– Коля, скажи, пожалуйста, если бы тебе предложили уехать на Запад, а тебе предлагали, когда Ролан Пети приехал на твой спектакль...
– Не только. Мне предлагали со школьной скамьи уехать.
– Как это делалось, скажи? Прям откровенно подходили люди и говорили: Цискаридзе, давай на Запад, беги...
– Нет-нет-нет. Когда я заканчивал школу, в то время у англичан была такая форма, они в принципе со стороны не берут людей. Они тебя сначала приглашают в школу, потом ты как бы у них учишься хотя бы полгода и они под своей маркой, что это они тебя вырастили, берут к себе в труппу.
Они потом очень много такого проделали с ребятами из Восточной Европы. Они собирают этих всех ребят в Восточной Европе, которые на русском балете выросли, берут к себе несколько человек – кого на год, кого на два, кого на несколько месяцев, якобы переучивают и под своей маркой выдают.
И когда я заканчивал, мне вот такое предложили. Был 92-й год на улице. Понимаешь, какой ад был с точки зрения финансовой и политической. Мы ничего не знали.
Потом у меня же какая ситуация была: мама-то стала гражданкой Грузии, а я был российским гражданином. У нас были разные паспорта. И никаких не было денег. И мама после инсульта, она была не очень транспортабельна.

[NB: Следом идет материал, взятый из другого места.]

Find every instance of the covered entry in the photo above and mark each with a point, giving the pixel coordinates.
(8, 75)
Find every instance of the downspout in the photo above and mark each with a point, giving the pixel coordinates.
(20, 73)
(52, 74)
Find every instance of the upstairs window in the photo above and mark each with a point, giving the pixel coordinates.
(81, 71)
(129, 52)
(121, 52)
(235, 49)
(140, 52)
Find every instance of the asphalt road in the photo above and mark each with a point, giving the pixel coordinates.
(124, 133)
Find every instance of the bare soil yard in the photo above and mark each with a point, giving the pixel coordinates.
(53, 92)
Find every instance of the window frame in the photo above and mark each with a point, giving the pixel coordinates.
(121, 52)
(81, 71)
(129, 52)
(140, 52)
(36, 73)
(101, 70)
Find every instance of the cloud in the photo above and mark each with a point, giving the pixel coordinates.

Денег-то не было никаких, и еще, конечно, один момент, который сильно на все повлиял. Перед моими глазами стояло здание с восемью колоннами. И я ничего, кроме Большого театра, не хотел, я считал, что это самое главное, самое лучшее. Я хотел в Большой театр. Наверное, если бы я согласился, все пошло бы по-другому.
А потом – понимаешь, в чем дело, уже не надо было из страны бежать. Я в 92-м году, когда пришел в Большой театр, было так – были либо очень молодые артисты, либо очень старые, потому что весь средний костяк уже сбежал. 1989-й, 1990-й, 1991-й – бежали огромное количество из Большого и из Мариинского. Границы-то открылись, и мир был заполонен русскими артистами.

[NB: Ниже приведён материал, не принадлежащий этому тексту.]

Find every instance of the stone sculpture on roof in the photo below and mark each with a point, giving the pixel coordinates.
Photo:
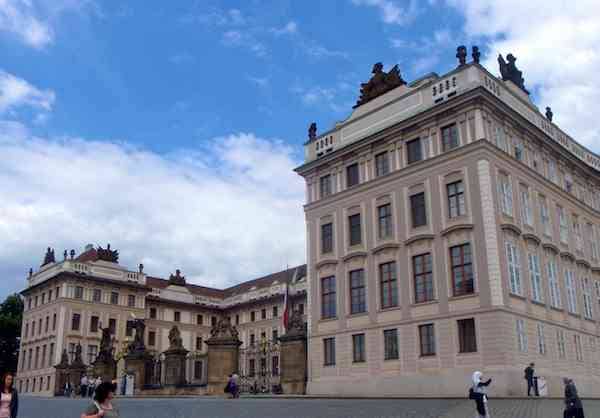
(380, 83)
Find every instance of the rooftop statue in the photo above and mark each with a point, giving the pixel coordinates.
(380, 83)
(509, 71)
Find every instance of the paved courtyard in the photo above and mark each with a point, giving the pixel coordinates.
(32, 407)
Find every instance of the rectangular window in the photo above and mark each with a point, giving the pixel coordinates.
(75, 322)
(358, 348)
(328, 297)
(541, 339)
(414, 152)
(462, 270)
(514, 268)
(94, 321)
(467, 340)
(456, 199)
(423, 278)
(418, 210)
(327, 238)
(521, 335)
(325, 185)
(449, 137)
(352, 178)
(358, 293)
(329, 352)
(390, 344)
(536, 277)
(382, 164)
(384, 217)
(389, 286)
(427, 340)
(354, 229)
(505, 193)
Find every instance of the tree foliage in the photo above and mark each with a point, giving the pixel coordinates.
(11, 316)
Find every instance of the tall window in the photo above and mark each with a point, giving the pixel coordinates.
(521, 335)
(423, 278)
(328, 302)
(418, 209)
(536, 277)
(390, 344)
(414, 151)
(325, 185)
(358, 296)
(352, 178)
(571, 291)
(327, 238)
(467, 340)
(526, 213)
(329, 352)
(384, 215)
(427, 339)
(456, 199)
(449, 137)
(389, 286)
(545, 216)
(354, 229)
(505, 193)
(541, 339)
(358, 348)
(382, 164)
(462, 270)
(514, 268)
(555, 300)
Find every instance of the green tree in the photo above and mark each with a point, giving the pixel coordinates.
(11, 316)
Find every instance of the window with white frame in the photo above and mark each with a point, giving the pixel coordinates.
(560, 342)
(541, 339)
(505, 193)
(563, 224)
(521, 335)
(514, 268)
(587, 298)
(571, 291)
(555, 300)
(545, 216)
(526, 206)
(536, 277)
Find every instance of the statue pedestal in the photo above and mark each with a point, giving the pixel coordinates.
(293, 363)
(175, 366)
(223, 358)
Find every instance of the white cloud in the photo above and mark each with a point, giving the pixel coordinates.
(223, 213)
(391, 12)
(16, 92)
(557, 49)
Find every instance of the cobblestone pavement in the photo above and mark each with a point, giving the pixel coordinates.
(32, 407)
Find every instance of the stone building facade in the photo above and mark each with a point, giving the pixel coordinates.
(452, 227)
(68, 302)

Мы никому не были, так вот сказать, что очень сильно нужны. В юном возрасте – да. А потом нет.
Мне никогда не нравилось положение эмигранта. Все мое детство благодаря Головкиной прошло в гастролях. Она меня постоянно брала на посольские приемы и на все дипломатические приемы. И понимаешь, я видел миллиардеров, глав государств, нас все принимали, шикарные столы и так далее.
А потом я в Нью-Йорке попал к нашим знакомым, которые в Тбилиси были миллионерами. Сейчас, может, там по-другому, но тогда в 90-е годы, это было, как тебе сказать, по сравнению с советским Тбилиси – это был ужас, это было гетто.

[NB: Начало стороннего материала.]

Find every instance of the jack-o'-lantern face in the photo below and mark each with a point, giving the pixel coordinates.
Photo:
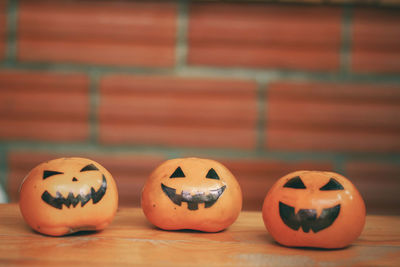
(67, 195)
(191, 193)
(314, 209)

И я про себя подумал: а я не хочу быть эмигрантом. Я вот этого не хотел никогда.
Потом уже, когда я постарше был, я попал в один очень фешенебельный город под Штутгартом, где жили эмигранты из СССР. В основном это были евреи, потому что они в 90-е годы уехали, им давали там уже хорошую работу и так далее.
И ты знаешь, опять-таки вот эта скучная бюргерская жизнь, общение только друг с другом. Их никогда не зовут ни в какие... ни немцы, ни французы, ни англичане к себе в гости в жизни не позовут. Они для них люди все равно другого сорта.
Я помню, что на меня в юности это произвело такое впечатление, что я сразу понял, что я не хочу такого. Где родился, там и пригодился.
Мне очень повезло, я попал в Москву в детстве, хотя я мог и родиться в Москве, просто моя мама не очень этого хотела. В Советском Союзе она считала, что лучше жить в тепле.